Taxing Situation

MTV’s Jersey Shore premiered in late 2009 and quickly became the network’s most-watched series ever. Cast members Nicole “Snooki” Polizzi, Mike “The Situation” Sorrentino, Jennifer “JWoww” Farley, and their outrageous, hard-partying housemates have become New Jersey’s most famous family since The Sopranos, trying their best to put the “fun” back in “dysfunctional.”

Of course, not everyone was in on the joke. Critics objected that the show painted New Jerseyites and Italian-Americans as drunken, brawling louts, obsessed with their “GTL” (gym, tanning, and laundry, for those not in-the-know). New Jersey Governor Chris Christie was so embarrassed at their antics that he vetoed a $420,000 tax credit, dubbed the “Snooki subsidy,” for the show’s producers. “As Chief Executive,” he explained, “I am duty-bound to ensure that taxpayers are not footing a $420,000 bill for a project which does nothing more than perpetuate misconceptions about the state and its citizens.”

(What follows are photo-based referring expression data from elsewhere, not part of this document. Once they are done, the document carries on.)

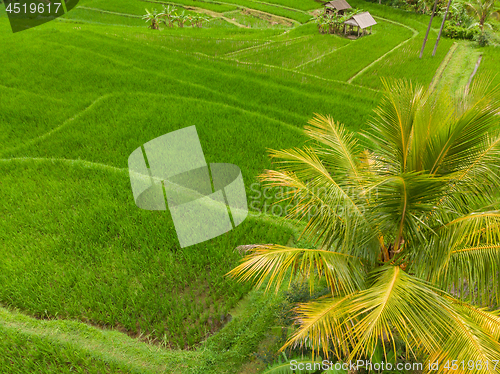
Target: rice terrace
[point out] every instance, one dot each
(371, 177)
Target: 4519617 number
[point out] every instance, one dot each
(32, 8)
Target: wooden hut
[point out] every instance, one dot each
(339, 5)
(362, 21)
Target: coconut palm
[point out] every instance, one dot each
(482, 10)
(404, 227)
(181, 18)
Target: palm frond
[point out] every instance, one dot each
(341, 272)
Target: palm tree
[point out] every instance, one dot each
(482, 11)
(406, 230)
(428, 29)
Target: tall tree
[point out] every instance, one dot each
(406, 227)
(428, 28)
(482, 11)
(442, 26)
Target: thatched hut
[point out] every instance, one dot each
(339, 5)
(362, 21)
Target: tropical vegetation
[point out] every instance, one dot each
(405, 220)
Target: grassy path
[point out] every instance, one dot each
(457, 69)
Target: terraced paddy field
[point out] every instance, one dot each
(89, 282)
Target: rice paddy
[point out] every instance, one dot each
(79, 94)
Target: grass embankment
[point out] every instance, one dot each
(61, 346)
(75, 246)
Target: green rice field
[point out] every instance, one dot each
(89, 282)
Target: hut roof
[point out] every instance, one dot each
(362, 20)
(338, 4)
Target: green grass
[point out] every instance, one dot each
(489, 64)
(59, 346)
(79, 94)
(244, 18)
(293, 53)
(107, 262)
(301, 5)
(346, 62)
(405, 62)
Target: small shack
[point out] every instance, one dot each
(339, 5)
(362, 20)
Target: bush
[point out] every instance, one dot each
(459, 32)
(483, 39)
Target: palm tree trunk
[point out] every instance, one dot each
(441, 29)
(428, 29)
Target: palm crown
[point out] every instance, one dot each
(406, 229)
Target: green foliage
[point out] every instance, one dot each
(482, 38)
(153, 17)
(405, 230)
(459, 32)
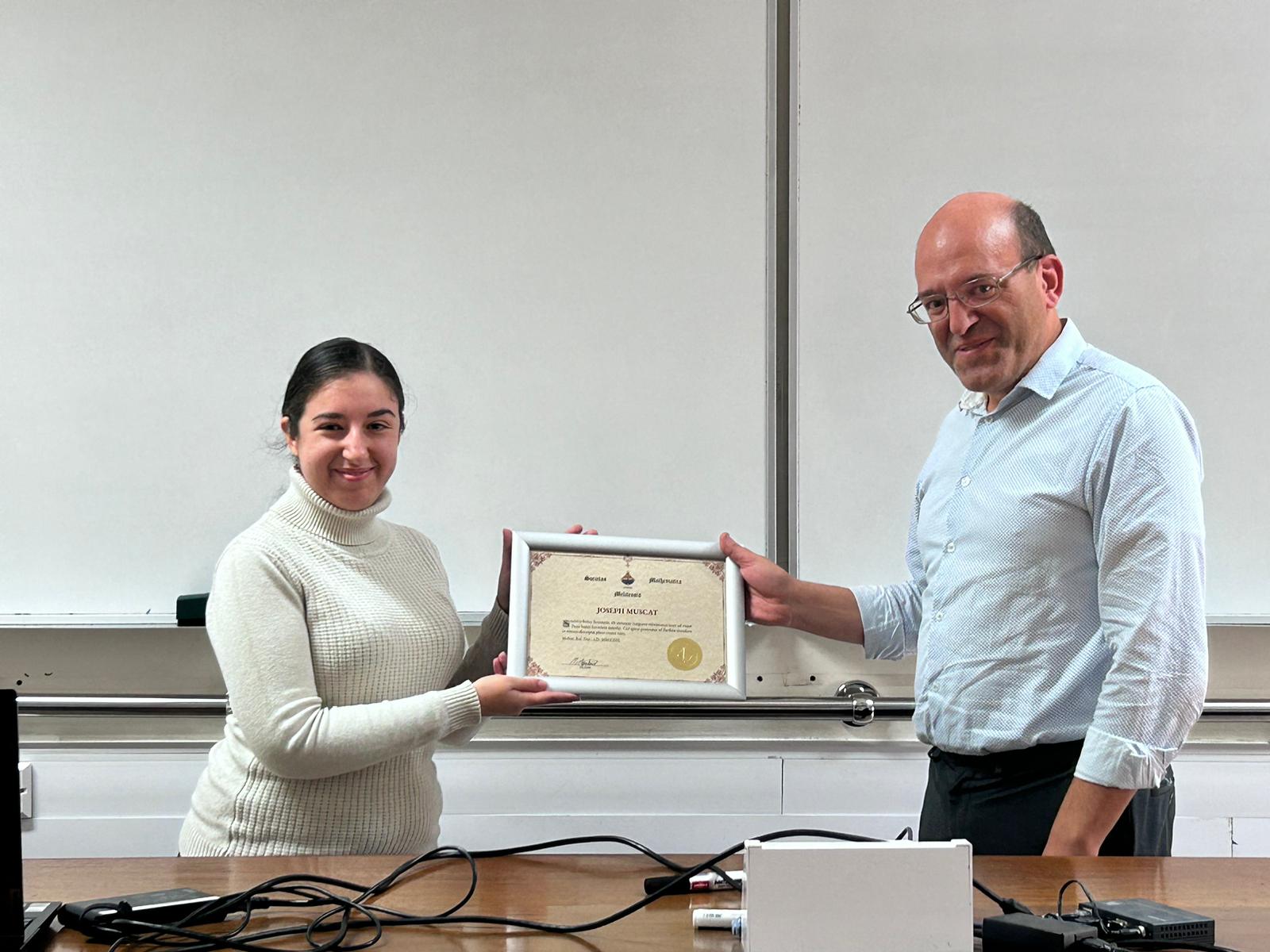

Now the Jersey Shore crew is making tax news again. But this time, the numbers are even higher and the consequences even more serious. Last week, the U.S. Department of Justice indicted “The Situation” for one count of conspiracy, two counts of filing false tax returns for 2010 through 2012, and one count of failing to file a return for 2011.

Sorrentino and his castmates may look like the sort of people the word “bonehead” was invented to describe. But when it came to cashing in on their 15 minutes of fame, they weren’t slouches. Snooki made as much as $30,000 per episode, commanded $10,000 for personal appearances, and rang the bell to open the New York Stock Exchange. Sorrentino was even more ambitious, charging up to $48,000 for nightclub openings and other events. He also earned millions more from endorsements, a partnership in a vodka company, an “autobiography,” a workout DVD, clothing and vitamin lines, and a comic book featuring himself as a shirtless superhero. (The guy made more than $5 million in 2010 alone, which has to make you wonder if you’re in the right business — and if there’s any justice in the world.)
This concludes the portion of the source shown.